Harvey Builds Enterprise-Grade RAG Systems for Legal and Professional Services Using LanceDB and Postgres
Deploying enterprise RAG for legal and professional services requires solving for sparse vs. dense retrieval trade-offs, performance and accuracy at massive scale, complex domain-specific data structures, and strict data privacy requirements that prevent sensitive client documents from leaving customer-controlled environments.
Harvey now serves users in 45 countries, and its PwC Tax AI collaboration produced a system 91% preferred over off-the-shelf ChatGPT, bringing highly accurate answers to hundreds of professional service firms worldwide.
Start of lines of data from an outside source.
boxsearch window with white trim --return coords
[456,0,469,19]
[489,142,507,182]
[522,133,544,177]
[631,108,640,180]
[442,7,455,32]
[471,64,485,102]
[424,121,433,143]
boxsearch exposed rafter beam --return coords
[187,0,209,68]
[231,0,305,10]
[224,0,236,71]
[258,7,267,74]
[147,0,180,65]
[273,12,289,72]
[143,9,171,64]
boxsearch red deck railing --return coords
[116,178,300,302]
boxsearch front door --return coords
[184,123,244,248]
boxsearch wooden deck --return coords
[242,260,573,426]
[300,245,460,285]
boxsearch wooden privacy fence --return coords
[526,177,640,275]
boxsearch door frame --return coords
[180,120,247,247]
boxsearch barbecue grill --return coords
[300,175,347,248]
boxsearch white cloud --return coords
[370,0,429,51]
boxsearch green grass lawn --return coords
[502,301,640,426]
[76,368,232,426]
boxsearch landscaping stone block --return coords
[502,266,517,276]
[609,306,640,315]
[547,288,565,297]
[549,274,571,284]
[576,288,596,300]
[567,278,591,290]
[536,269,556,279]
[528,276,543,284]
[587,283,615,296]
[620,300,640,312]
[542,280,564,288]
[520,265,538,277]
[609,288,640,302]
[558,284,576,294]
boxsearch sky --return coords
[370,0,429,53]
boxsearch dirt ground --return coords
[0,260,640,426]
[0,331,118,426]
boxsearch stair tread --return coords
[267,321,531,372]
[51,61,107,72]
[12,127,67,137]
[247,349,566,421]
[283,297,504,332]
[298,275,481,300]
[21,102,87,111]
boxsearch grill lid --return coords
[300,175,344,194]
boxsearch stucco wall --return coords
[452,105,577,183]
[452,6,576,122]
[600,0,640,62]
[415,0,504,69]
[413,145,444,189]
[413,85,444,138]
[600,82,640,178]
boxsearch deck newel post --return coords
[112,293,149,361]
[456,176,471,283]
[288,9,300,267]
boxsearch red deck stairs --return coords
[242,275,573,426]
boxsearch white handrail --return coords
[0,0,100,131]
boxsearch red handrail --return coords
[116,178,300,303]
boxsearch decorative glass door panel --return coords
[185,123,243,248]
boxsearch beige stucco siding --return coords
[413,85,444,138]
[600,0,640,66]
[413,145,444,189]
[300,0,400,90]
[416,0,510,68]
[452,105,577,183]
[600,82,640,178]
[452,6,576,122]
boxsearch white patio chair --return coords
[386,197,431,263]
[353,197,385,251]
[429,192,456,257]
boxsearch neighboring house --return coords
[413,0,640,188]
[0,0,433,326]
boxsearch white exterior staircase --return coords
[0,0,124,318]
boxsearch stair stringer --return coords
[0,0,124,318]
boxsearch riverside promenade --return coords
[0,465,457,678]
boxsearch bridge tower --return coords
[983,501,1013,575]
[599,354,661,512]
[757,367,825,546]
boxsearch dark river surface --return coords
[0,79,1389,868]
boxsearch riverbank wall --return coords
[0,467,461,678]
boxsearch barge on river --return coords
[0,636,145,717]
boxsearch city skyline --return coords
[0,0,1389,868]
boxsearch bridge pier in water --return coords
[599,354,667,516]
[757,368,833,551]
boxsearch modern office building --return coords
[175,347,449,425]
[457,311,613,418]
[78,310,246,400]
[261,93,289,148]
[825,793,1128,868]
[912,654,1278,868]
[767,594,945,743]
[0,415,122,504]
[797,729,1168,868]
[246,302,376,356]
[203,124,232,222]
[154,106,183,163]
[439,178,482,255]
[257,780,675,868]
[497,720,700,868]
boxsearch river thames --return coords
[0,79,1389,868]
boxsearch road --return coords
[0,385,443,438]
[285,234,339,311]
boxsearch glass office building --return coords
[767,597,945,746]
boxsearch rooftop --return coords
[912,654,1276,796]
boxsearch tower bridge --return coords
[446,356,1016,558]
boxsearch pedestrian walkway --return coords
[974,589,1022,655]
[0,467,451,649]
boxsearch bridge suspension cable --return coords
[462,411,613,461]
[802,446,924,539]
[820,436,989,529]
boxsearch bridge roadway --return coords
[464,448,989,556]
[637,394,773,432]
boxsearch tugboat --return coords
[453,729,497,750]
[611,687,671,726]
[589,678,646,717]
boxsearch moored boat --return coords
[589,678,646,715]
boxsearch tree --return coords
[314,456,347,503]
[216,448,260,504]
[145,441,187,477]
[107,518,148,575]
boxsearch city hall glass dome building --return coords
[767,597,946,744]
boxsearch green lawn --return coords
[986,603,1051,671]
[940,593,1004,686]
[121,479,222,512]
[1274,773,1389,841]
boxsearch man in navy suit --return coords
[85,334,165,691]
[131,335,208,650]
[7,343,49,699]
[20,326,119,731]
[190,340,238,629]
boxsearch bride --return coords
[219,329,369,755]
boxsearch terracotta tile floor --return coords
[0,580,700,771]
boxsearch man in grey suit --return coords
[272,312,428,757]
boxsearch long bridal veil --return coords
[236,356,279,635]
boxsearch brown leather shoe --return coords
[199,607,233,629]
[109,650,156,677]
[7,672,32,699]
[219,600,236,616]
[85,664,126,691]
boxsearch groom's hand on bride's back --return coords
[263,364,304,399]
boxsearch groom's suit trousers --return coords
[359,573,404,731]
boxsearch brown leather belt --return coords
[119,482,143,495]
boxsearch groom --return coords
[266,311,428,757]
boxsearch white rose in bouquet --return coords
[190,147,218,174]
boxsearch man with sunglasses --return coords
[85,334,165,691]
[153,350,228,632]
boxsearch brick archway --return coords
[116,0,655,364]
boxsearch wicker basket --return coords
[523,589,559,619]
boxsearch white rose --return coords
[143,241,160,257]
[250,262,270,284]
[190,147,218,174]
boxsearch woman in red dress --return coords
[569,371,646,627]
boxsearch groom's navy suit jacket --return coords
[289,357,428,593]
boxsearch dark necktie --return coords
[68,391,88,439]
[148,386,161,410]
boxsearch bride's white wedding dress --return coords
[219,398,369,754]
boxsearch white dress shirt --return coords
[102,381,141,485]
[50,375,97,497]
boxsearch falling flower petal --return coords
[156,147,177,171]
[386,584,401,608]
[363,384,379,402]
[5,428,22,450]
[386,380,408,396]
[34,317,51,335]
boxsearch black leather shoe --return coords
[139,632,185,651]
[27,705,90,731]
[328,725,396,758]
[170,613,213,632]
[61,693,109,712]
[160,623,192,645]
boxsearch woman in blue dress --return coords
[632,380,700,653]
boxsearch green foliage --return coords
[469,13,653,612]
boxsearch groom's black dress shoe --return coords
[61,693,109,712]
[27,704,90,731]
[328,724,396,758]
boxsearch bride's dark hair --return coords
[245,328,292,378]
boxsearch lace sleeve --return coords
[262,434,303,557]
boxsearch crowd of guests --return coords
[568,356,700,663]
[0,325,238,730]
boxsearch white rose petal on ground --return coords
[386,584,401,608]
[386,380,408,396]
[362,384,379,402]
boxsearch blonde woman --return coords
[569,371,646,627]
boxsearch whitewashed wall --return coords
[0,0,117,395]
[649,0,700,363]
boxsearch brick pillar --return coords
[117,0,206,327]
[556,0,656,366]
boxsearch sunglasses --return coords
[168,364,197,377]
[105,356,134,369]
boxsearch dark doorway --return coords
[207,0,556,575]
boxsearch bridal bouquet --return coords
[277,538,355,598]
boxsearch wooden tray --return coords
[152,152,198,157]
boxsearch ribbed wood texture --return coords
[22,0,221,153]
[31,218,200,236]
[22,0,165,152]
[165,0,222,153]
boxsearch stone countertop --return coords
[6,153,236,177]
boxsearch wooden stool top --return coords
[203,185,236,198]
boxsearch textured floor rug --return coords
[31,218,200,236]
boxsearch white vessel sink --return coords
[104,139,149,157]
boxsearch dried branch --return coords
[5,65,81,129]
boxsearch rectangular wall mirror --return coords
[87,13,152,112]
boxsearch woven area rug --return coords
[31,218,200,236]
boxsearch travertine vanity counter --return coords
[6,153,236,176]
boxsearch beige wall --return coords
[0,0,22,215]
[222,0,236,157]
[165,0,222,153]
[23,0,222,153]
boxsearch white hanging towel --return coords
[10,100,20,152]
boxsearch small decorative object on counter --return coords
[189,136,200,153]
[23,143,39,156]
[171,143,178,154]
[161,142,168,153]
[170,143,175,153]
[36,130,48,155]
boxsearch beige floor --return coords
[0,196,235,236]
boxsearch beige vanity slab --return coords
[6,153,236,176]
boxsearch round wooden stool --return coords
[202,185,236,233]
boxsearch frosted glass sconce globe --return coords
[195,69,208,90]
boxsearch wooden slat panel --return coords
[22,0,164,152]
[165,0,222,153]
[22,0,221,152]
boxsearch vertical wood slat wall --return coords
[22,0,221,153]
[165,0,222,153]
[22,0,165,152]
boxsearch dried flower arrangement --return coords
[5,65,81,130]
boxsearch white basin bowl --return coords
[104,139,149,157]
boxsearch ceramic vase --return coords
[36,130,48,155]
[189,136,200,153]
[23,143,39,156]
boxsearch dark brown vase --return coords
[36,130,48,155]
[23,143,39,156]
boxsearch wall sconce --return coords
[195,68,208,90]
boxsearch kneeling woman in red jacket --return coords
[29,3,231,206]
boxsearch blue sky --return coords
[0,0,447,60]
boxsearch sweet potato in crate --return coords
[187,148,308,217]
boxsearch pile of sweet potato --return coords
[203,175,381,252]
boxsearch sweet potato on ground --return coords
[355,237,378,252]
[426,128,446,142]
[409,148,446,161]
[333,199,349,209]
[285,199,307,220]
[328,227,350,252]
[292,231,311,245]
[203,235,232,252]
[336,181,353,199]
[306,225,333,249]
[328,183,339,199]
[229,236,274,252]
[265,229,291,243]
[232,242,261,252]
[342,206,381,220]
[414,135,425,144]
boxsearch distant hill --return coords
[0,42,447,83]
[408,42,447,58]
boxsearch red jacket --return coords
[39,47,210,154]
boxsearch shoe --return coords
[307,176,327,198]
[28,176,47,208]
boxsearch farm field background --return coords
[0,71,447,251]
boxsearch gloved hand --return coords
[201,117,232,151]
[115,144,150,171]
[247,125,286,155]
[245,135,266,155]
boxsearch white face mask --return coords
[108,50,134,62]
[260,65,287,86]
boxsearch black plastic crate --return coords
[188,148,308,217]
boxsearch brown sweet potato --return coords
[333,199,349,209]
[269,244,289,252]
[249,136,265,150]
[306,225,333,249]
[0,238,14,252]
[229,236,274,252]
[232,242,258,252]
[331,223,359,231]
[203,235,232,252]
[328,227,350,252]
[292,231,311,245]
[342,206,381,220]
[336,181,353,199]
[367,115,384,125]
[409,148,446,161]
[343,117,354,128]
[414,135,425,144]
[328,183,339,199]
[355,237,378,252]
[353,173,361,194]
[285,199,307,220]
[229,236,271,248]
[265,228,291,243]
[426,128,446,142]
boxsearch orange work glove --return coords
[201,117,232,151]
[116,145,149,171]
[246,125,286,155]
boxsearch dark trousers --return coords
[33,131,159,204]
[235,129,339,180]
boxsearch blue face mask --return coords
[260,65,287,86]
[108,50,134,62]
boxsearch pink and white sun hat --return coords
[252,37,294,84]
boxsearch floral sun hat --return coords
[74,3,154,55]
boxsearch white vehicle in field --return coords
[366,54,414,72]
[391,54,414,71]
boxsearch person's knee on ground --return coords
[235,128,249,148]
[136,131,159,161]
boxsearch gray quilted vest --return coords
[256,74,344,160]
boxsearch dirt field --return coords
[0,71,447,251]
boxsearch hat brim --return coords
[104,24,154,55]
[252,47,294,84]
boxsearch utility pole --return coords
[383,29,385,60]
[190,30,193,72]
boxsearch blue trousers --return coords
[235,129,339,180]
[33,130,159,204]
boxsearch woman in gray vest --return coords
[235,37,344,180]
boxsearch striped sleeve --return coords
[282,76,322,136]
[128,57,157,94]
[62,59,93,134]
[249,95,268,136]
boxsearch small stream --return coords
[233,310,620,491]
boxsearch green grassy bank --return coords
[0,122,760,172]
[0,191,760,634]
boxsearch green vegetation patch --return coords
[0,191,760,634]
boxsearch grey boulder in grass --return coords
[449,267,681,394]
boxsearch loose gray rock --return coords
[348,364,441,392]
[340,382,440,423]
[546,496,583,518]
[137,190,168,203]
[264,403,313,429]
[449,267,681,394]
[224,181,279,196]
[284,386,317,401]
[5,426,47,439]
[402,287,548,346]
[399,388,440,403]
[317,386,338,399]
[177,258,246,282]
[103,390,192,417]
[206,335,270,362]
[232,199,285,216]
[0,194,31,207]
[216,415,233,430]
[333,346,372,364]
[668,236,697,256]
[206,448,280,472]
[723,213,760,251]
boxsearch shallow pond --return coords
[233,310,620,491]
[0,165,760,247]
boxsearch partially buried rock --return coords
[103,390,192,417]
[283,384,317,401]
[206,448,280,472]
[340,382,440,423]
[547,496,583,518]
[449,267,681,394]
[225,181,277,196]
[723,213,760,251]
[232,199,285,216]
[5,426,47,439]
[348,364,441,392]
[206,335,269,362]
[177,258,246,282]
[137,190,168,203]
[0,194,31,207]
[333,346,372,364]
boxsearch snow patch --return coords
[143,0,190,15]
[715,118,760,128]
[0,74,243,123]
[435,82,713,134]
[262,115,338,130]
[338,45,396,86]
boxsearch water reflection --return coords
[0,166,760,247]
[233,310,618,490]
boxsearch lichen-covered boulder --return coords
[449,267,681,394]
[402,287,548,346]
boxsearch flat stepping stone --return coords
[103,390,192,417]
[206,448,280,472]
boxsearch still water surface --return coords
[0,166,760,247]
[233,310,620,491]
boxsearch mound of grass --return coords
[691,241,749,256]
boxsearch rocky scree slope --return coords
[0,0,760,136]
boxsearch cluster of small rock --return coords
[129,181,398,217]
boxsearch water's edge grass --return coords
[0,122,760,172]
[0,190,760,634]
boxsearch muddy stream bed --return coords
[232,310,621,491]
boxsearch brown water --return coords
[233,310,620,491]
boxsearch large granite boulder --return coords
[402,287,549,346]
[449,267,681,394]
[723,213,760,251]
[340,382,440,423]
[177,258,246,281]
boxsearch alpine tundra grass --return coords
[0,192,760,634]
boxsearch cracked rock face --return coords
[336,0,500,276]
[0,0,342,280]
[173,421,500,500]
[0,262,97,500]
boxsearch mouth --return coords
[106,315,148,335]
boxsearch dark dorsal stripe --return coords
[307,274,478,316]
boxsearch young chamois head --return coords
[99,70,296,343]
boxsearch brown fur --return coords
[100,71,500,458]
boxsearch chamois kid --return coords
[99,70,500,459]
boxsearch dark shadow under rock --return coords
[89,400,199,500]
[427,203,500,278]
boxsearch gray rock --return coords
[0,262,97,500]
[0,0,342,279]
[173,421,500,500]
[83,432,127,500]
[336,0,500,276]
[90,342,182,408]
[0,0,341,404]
Frequently asked questions
What did this team achieve with this AI workflow?
Harvey now serves users in 45 countries, and its PwC Tax AI collaboration produced a system 91% preferred over off-the-shelf ChatGPT, bringing highly accurate answers to hundreds of professional service firms worldwide.
What tools did this team use?
LanceDB Enterprise, Postgres, PGVector.
What results were reported?
Tax AI preference over ChatGPT: 91%; Postgres PGVector query latency at 500K embeddings: <2s P50; LanceDB query latency at 15M rows with metadata filtering: <2s P50; Countries served: 45 countries (source-reported, not independently verified).
How is this legal document review AI workflow structured?
Multi-source document ingestion → Semantic embedding generation → Vector database indexing and storage → LLM enrichment via retrieval → Domain expert feedback and model tuning.